By Stelios Orphanides

Standard & Poor’s has affirmed Cyprus’s BB+ sovereign credit rating and kept its outlook on positive citing the risks the economy faces from the banks’ non-performing loans whose reduction is not “discernible”.

“Cyprus’ economic recovery continues unabated, allowing for a reduction in general government debt,” the rating company said in a statement on its website on Friday. “The impaired banking system still remains an important vulnerability, however”.

While Cypriot banks, which are struggling with a €20bn mountain of bad debt, roughly two fifths of their loan portfolio, are making efforts to reduce them via loan write-offs and restructuring and outsourcing to debt servicing companies, the reduction was slow, Standard & Poor’s said. While resorting to debt-to-asset swaps also helps reduce problematic loans, they do not lead to immediate cash inflows and banks.

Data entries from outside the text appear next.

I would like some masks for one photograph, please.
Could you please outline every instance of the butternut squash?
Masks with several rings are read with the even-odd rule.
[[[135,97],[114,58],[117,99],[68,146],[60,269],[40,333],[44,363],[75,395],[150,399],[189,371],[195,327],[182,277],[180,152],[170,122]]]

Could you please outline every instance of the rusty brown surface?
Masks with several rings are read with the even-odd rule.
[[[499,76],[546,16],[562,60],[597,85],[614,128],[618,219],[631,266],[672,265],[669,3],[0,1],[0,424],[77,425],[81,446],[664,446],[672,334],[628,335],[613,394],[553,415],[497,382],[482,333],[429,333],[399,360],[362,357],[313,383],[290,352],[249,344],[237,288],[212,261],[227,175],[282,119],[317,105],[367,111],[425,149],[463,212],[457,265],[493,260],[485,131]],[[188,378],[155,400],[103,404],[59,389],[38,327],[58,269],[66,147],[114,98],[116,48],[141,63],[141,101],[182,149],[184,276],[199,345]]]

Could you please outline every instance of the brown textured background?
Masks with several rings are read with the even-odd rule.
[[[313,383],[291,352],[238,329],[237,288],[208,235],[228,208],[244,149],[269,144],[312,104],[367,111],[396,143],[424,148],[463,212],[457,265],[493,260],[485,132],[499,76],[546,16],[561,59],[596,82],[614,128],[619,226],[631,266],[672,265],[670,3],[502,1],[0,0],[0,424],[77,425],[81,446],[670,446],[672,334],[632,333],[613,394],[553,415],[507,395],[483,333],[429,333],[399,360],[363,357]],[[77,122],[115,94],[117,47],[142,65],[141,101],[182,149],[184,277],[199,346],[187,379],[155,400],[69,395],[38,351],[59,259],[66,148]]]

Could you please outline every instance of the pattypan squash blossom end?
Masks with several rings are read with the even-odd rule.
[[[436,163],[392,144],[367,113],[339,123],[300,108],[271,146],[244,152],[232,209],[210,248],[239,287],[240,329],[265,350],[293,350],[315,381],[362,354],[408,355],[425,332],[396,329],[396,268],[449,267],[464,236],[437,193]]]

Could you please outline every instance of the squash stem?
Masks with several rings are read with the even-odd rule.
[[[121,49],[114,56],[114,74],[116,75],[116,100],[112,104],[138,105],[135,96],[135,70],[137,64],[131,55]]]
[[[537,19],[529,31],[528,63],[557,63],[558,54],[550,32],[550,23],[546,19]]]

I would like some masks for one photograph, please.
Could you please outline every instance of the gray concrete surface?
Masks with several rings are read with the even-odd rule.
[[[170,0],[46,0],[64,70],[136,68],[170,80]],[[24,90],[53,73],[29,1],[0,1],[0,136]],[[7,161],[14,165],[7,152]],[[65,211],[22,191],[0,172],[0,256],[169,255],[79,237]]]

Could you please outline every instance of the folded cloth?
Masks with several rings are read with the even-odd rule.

“With the increasing use of this method, banks now have about 4.5 per cent of their gross loans in real estate,” the rating company said. “If loans to the real estate sector are included, the exposure to the sector rises to nearly 25 per cent of gross loans.”

Standard & Poor’s, which upgraded Cyprus’s rating a year ago to a notch below investment grade, said that while it expects economic growth to slow down this year to 3.2 per cent from 3.9 per cent in 2017, and to an average of 2.8 per cent over the next three years, it could upgrade the rating in response to a reduction of its “unusually high” stock of non-performing loans allowing a convergence with credit and monetary conditions in the euro area.

Should “the economy’s external debt metrics improve further, particularly via a decline in its short-term debt burden,” and “the economic recovery and direction of macroeconomic policy provides impetus for further meaningful general government and private sector debt reduction,” it could also give Cyprus an investment grade rating.

“We could revise the outlook to stable if economic growth is significantly lower than we currently expect,” the rating company continued and added that it could do the same should fiscal relaxation made a reduction of the ratio of public debt to economic output doubtful over the next three years.

“We could also revise the outlook to stable if we saw risks emanating from greater economic concentration in certain sectors, for instance, construction or tourism, or if fresh concerns around financial stability emerge while the sector is still impaired,” Standard & Poor’s said.

Cyprus is rated non-investment grade by all major rating companies and is as a result ineligible to participate in the European Central Bank’s quantitative easing.